人の声、活気、しかし通りを行く猫の足音も聞こえそうな静謐さ。
街……彼女はこの感覚が、嫌いではなかった。
そんな少女を、街の人々も、歓待した……いや、できたはずであった。
すくなくとも……
その少女が。
下水道に通じる、道路に設置された鉄製のフタを開けて…
いきなり、通りの真ん中に姿を現したりしなければ。
「え…」
通りを行く人々の足が、一瞬だけ止まった。
一方レナスは、やはり気にした様子もなくフタを元の穴の位置に戻すと、すたすたと歩み始めた。
街の管理組織が、整備や点検のために下水道に出入りするのは珍しいことではないが…
聖装束姿の少女が、のそりと出てきて良い場所ではなかった。
「ちょ…おい。

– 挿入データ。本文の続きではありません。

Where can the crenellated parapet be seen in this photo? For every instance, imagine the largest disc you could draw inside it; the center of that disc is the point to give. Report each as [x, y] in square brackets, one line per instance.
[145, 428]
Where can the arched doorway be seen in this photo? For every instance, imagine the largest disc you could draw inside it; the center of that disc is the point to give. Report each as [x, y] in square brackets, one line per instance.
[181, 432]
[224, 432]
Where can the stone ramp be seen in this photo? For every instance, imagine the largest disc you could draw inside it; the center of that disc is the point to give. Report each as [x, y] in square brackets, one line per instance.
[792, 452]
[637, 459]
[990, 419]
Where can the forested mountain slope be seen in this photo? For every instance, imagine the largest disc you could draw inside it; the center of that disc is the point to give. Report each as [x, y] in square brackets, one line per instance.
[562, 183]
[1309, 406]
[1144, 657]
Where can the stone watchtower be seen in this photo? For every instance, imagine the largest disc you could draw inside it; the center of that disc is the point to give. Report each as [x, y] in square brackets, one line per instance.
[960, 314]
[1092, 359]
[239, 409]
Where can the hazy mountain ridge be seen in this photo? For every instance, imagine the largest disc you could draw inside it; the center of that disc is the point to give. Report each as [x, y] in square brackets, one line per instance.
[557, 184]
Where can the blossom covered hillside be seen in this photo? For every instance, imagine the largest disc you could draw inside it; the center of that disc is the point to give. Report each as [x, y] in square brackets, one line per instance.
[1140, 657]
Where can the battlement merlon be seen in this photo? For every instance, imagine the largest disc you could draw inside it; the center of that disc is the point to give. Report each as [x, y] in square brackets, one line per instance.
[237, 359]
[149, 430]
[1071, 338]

なんで、そんなところから女の子が…?」
「大丈夫かな?もしかして、どこかで下水に落ちたのか?」
何人かの人間が、遠巻きにレナスをみつめ、いぶかしげにささやきあう。
やがて一人の子供が、甲高い声でレナスに呼びかけようとしたところを、その母親に口を押さえられたところで……
「キャサリン、なにをしているの?」
その声に、レナスは、鋭く反応した。
「……お姉様」
「もう、ダメじゃないの。あれほど下水道なんかで遊んではいけないって言ったのに……。ほら、お家へ帰りましょう」
人なつこい笑顔。人垣の中から一歩進み出て、レナスに声をかけてきたのは、栗色の髪をした女性だった。
クリーム色のブラウスに、裾がわずかに広がった白色のスカート。赤く縁取りされたエプロンは若干、調味料や食材のかすなどで汚れていた。両手に抱えた、かご一杯のリンゴ一つ一つが、すぐ前の無表情を奇妙に丸く照らし返していた。

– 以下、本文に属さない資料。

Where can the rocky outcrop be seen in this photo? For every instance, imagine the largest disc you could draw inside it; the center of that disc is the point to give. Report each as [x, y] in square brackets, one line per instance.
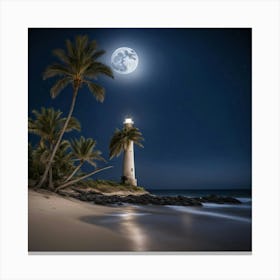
[145, 199]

誰が見ても、人の良い、この町のどこかに住まう淑女と疑わないであろう。
「はい。気を付けます」
レナスは即答した。女性は笑顔のままひとつうなずくと、行くわよ、と促し、通りの奥に向けて歩み出した。レナスも、未だ背中に付着する好奇の視線を剥がそうともせず、続いていく。
通りを行き、三個目の路地を左に折れて。三叉路を直進し、小さな用水路を横に眺めながら、二人は無言で歩んでいく。やがて、細い、人のまばらな路地に面した家屋の前で女性は止まり、レナスに向き直りながら、無言のままドアを開ける。
疑いなく敷居をまたぐレナス。
女性も入出すると、……内側から二重に鍵をかけた。
屋内には、テーブルが一つ、椅子が二つ。
照明は窓から漏れる日光だけで、微細な埃が光の束に照らされて踊っていた。
奥の方には二回へと続く階段があったが、こことさして変わらない様子だろう。
レナスは、きびすを返し、女性の方に向き直る。
その視線を受けた女性は……地に膝を突き、頭を垂れていた。